Hi @nyamashi Are you still using the below versions of packages?
import tensorflow as tf
import tensorflow_recommenders as tfrs
import tensorflow_ranking as tfr
print(tf.__version__)
print(tfr.__version__)
print(tfrs.__version__)
2.7.0
0.5.0.dev
v0.6.0
@hkvision Thanks for your support!
I've confirmed tf-related versions:
import tensorflow as tf
import tensorflow_recommenders as tfrs
import tensorflow_ranking as tfr
print(tf.version) print(tfr.version) print(tfrs.version)
2.11.0 0.5.1.dev v0.7.2
- 2022/05
2.9.0 0.5.0.dev v0.6.0
I had trained the same model on a single-node-multiple-gpu environment with
2.11.0 0.5.1.dev v0.7.2
so I didn't realized such possibility. I'll rollback these packages with bigdl==2.2.0 and check the outcome.
We verified that this issue is actually caused by TensorFlow 2.11.0, older versions like 2.9.0 doesn't have this problem. The behavior is as follows:
95/97 [============================>.] - ETA: 0s - loss: 7.0944 - accuracy: 2.0461 - auc: 4.9222 - precision: 2.0317 - recall: 9.9705 - NDCG@5: 2.0325
96/97 [============================>.] - ETA: 0s - loss: 7.0945 - accuracy: 2.0454 - auc: 4.9190 - precision: 2.0310 - recall: 9.9706 - NDCG@5: 2.0318
97/97 [==============================] - ETA: 0s - loss: 7.0945 - accuracy: 2.0455 - auc: 4.9188 - precision: 2.0310 - recall: 9.9708 - NDCG@5: 2.0318
97/97 [==============================] - 15s 99ms/step - loss: 0.7094 - accuracy: 0.2045 - auc: 0.4919 - precision: 0.2031 - recall: 0.9971 - NDCG@5: 0.2032
Another important issue we detect is that, when you install tensorflow_ranking (e.g. 0.5.0), it has the dependency of tensorflow-serving-api, and tensorflow-serving-api relies on tensorflow. If tensorflow-serving-api is not installed in the environment, it will automatically install the latest version 2.11.0, and thus it will force you to upgrade your tensorflow to 2.11.0. This leads to an unreasonable behavior that installing tensorflow_ranking 0.5.0 will require tensorflow 2.11.0, but at the release time of tensorflow_ranking 0.5.0, tensorflow 2.11.0 is not released at all... Seems it is like a tensorflow issue of not restricting the upper version bound. Previously I encountered a similar issue when installing tensorflow 2.6.0: https://github.com/intel-analytics/BigDL/pull/7106 So I believe that you are forced to upgrade tensorflow to 2.11.0 right?

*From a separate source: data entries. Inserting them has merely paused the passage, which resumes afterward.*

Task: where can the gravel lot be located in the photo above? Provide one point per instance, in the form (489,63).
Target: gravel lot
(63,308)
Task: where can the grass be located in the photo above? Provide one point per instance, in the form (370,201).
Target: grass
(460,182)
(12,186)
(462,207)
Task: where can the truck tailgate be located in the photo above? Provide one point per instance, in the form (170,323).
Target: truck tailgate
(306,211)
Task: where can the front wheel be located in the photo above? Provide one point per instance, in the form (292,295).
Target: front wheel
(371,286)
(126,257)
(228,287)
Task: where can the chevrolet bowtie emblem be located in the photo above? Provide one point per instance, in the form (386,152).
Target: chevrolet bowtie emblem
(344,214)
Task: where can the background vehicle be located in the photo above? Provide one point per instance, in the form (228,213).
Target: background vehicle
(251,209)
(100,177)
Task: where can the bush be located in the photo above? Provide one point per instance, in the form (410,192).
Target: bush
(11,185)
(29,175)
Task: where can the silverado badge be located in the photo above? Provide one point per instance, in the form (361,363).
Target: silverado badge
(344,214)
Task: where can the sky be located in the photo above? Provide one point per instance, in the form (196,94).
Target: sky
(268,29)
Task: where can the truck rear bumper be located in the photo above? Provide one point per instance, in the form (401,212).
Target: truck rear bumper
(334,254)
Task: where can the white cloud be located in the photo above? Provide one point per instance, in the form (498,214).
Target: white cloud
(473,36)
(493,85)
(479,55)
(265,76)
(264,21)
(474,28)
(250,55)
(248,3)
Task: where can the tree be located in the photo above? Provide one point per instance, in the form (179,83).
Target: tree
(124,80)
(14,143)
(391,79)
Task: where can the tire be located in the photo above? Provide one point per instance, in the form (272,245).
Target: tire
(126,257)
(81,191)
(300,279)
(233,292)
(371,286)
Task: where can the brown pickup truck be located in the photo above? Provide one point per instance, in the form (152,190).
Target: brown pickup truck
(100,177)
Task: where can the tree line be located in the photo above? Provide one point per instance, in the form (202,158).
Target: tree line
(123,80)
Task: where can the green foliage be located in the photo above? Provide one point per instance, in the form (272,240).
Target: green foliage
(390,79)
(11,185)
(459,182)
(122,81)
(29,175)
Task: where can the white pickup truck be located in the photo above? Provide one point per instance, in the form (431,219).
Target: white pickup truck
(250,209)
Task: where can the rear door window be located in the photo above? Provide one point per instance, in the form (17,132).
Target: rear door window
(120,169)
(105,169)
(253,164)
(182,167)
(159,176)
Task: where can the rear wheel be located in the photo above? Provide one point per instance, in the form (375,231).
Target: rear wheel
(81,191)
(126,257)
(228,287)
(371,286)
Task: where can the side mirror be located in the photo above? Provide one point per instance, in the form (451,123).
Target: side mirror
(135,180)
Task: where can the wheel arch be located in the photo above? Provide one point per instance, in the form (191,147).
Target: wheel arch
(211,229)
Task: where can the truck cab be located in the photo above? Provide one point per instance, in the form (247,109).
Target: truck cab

Since 2.11.0 behaves differently as 2.9.0, we may need to do further test to support 2.11.0. To avoid the dependency issue discussed above, as a workaround, we can first install tensorflow 2.9.0 and tensorflow-serving-api 2.9.0 as well. Then installing tensorflow_ranking won't force you to use tensorflow 2.11.0.

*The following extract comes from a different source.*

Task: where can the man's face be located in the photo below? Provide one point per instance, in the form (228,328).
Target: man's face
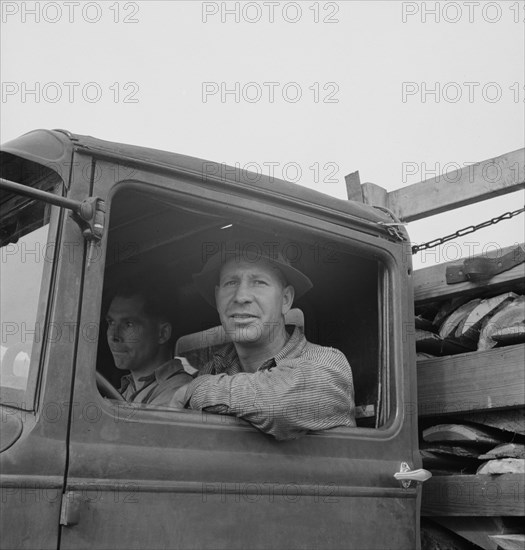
(134,337)
(251,301)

@nyamashi Are the above explanations clear to you? Any further inputs from your side?
I've confirmed with
load_checkpoint()
and evaluate()
like https://github.com/intel-analytics/BigDL/issues/7386#issuecomment-1411618802.The outcome is:
{'validation_ndcg@5': 0.32869571447372437, 'validation_ndcg@10': 0.40685272216796875, 'validation_ndcg': 0.47980841994285583, 'validation_MAP@5': 0.27017077803611755, 'validation_MAP@10': 0.3045196235179901, 'validation_MAP': 0.3269171416759491}
The values are quite similar with the result of the case 2022/05 of https://github.com/intel-analytics/BigDL/issues/7386#issuecomment-1411618802. So this issue is definitely cased by tf or/and tf-related packages.

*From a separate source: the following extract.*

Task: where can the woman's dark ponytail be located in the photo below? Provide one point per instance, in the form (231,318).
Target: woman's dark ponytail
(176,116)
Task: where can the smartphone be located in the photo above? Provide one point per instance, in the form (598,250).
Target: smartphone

@nyamashi Thanks for confirming this! So you may still use tensorflow 2.9.0 at this moment and we will have a separate issue (https://github.com/intel-analytics/BigDL/issues/7402) of checking our support for tensorflow 2.11.0. Is it OK on your side? 😄
@hkvision
👍 Yes, I'm OK! I'll use tensorflow==2.9.0
for my project with bigdl==2.2.0
and be watching the issue https://github.com/intel-analytics/BigDL/issues/7402.
I really appreciate your support!
Sure, no problem! Thank you for pointing out this issue, actually we haven't been aware of this previously😂 Will notify you when we have done with tensorflow 2.11 :)
Reported by the customer: When upgrading the BigDL package to 2.2.0 from 2.1.0b20220519, tf2.Estimator.evaluate() looks not correct.
@lalalapotter @sgwhat Check if we have changed anything from 20220519 to 2.2.0?